Defining output format

The single easiest improvement to any prompt is specifying the output format. Without it the model defaults to a verbose essay. With it, you get something you can directly act on.

Test cases

Edge cases

Output: numbered list. One edge case per line. No explanations.

Playwright test code

Output: TypeScript using test.describe / test blocks. Use Playwright's built-in request fixture. Descriptive test names.

Bug report

API test checklist

Output: checklist in markdown. Group by: happy path, negative cases, boundary values, auth.

Be precise. "Return as a table" is better than nothing. "Return as a markdown table with these columns: Test ID | Scenario | Input | Expected result" is better still.

Requesting edge cases & negative scenarios

AI models are trained on text that skews toward successful outcomes. Ask for "test cases" without qualification and you will get mostly happy-path scenarios. You have to explicitly request negative testing and edge cases — they do not appear by default.

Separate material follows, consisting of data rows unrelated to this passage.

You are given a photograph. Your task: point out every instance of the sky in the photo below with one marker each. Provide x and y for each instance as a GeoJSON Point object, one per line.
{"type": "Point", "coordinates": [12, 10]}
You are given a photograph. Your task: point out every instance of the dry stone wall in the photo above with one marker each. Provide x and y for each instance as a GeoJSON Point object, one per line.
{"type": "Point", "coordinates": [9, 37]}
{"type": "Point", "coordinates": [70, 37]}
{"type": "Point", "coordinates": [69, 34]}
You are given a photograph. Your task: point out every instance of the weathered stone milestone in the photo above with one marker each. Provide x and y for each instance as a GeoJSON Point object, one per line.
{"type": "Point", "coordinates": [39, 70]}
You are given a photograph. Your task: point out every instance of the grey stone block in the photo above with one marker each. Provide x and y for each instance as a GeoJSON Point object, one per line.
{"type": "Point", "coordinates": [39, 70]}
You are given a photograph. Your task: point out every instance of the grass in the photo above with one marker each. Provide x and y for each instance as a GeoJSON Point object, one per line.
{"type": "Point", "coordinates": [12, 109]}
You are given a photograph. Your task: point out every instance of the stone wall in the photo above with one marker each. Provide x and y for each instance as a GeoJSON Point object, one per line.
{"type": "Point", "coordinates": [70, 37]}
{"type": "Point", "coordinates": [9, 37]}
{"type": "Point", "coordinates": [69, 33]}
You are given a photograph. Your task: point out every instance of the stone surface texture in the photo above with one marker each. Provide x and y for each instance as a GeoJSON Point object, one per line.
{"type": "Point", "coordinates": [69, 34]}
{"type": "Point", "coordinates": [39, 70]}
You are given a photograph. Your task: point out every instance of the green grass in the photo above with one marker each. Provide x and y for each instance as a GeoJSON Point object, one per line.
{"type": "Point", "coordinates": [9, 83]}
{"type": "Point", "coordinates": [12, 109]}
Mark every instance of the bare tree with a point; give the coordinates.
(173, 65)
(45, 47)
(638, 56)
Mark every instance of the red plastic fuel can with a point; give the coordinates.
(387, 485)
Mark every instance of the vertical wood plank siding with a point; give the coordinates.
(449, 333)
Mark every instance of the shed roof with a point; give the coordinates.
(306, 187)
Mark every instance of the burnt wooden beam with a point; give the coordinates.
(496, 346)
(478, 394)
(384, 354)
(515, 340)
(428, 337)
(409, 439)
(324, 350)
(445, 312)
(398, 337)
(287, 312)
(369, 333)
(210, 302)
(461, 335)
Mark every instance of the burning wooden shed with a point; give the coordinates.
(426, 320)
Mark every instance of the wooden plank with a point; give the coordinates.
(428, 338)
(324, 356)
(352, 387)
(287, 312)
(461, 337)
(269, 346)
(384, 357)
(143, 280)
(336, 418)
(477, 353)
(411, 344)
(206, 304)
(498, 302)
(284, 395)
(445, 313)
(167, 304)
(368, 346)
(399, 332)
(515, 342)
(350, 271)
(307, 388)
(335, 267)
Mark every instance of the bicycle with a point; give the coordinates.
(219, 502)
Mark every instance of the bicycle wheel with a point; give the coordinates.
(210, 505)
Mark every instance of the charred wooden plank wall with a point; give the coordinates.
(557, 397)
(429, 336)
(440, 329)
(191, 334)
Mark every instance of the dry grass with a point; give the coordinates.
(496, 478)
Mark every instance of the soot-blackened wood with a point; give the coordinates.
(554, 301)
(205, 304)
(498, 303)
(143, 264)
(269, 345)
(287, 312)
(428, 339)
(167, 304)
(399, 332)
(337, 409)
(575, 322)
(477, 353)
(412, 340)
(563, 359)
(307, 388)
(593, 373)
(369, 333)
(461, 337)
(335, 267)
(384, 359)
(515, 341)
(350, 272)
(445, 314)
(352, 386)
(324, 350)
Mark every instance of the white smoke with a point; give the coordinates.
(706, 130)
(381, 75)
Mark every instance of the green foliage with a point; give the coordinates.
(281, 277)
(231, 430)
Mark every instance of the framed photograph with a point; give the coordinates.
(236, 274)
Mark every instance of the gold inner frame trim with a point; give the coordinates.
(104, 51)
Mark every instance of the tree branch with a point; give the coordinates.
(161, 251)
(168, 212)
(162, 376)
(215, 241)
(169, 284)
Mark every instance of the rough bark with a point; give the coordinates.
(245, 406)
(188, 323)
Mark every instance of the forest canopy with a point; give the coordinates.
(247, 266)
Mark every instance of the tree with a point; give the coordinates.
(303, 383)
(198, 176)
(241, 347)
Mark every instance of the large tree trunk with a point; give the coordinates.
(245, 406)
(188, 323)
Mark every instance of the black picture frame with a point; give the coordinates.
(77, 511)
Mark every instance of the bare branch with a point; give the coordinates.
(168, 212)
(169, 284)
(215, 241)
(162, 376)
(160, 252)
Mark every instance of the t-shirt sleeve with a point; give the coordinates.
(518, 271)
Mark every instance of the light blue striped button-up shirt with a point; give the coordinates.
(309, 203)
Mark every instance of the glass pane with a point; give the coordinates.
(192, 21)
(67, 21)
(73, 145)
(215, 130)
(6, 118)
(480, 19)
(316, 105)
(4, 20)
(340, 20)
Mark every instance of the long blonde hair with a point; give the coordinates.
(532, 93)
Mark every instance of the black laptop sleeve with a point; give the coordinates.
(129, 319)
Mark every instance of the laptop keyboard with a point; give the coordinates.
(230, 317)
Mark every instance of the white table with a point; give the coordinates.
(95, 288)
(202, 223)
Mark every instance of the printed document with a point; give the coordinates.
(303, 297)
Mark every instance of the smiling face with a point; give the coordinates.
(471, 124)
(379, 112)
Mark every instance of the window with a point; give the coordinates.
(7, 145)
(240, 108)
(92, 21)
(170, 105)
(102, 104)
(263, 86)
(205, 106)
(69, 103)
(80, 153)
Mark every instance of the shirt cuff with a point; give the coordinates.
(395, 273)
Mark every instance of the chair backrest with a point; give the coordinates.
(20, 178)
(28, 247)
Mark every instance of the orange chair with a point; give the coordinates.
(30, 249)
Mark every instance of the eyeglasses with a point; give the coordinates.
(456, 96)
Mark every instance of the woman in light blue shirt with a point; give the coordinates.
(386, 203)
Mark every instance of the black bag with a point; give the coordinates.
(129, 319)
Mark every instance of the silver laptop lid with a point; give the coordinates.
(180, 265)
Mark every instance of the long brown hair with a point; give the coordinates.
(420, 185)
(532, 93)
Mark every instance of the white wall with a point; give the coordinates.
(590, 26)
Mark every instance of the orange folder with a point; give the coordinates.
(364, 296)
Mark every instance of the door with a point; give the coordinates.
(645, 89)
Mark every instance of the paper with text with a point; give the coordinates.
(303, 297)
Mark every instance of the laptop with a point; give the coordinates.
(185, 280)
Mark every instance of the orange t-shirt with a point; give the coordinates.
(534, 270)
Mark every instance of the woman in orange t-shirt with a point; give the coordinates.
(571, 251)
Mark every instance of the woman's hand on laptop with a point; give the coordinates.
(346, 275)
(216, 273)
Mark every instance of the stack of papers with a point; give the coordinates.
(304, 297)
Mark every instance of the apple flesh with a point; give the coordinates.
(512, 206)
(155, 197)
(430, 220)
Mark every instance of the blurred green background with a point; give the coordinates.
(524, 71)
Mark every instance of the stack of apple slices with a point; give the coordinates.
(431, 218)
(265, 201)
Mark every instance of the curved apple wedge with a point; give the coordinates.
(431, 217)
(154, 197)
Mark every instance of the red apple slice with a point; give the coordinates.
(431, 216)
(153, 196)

Categories to request explicitly

Boundary values — exactly at limits, one over, one under
Invalid inputs — wrong type, wrong format, malformed data
Empty and null states — empty strings, null, undefined, empty arrays
Auth and permission failures — missing token, expired token, wrong role
Concurrent access — simultaneous requests from the same or different accounts
Network and service failures — timeouts, 500 responses from upstream dependencies
State-dependent scenarios — actions on already-deleted, locked, or archived resources

Add to any test case prompt

Also include negative scenarios, boundary value tests, and at least two auth/permission failure cases. Flag any gaps in the spec that prevent you from writing complete edge cases.

Asking for assumptions & a review checklist

These two additions to the end of any prompt are the most underused — and among the most valuable.

Surfacing assumptions

When context is incomplete — which it always is — the model fills gaps with assumptions. Without asking, those assumptions are invisible, embedded in the output as if they were confirmed requirements. Adding List any assumptions you made forces them into view so you can validate or correct them.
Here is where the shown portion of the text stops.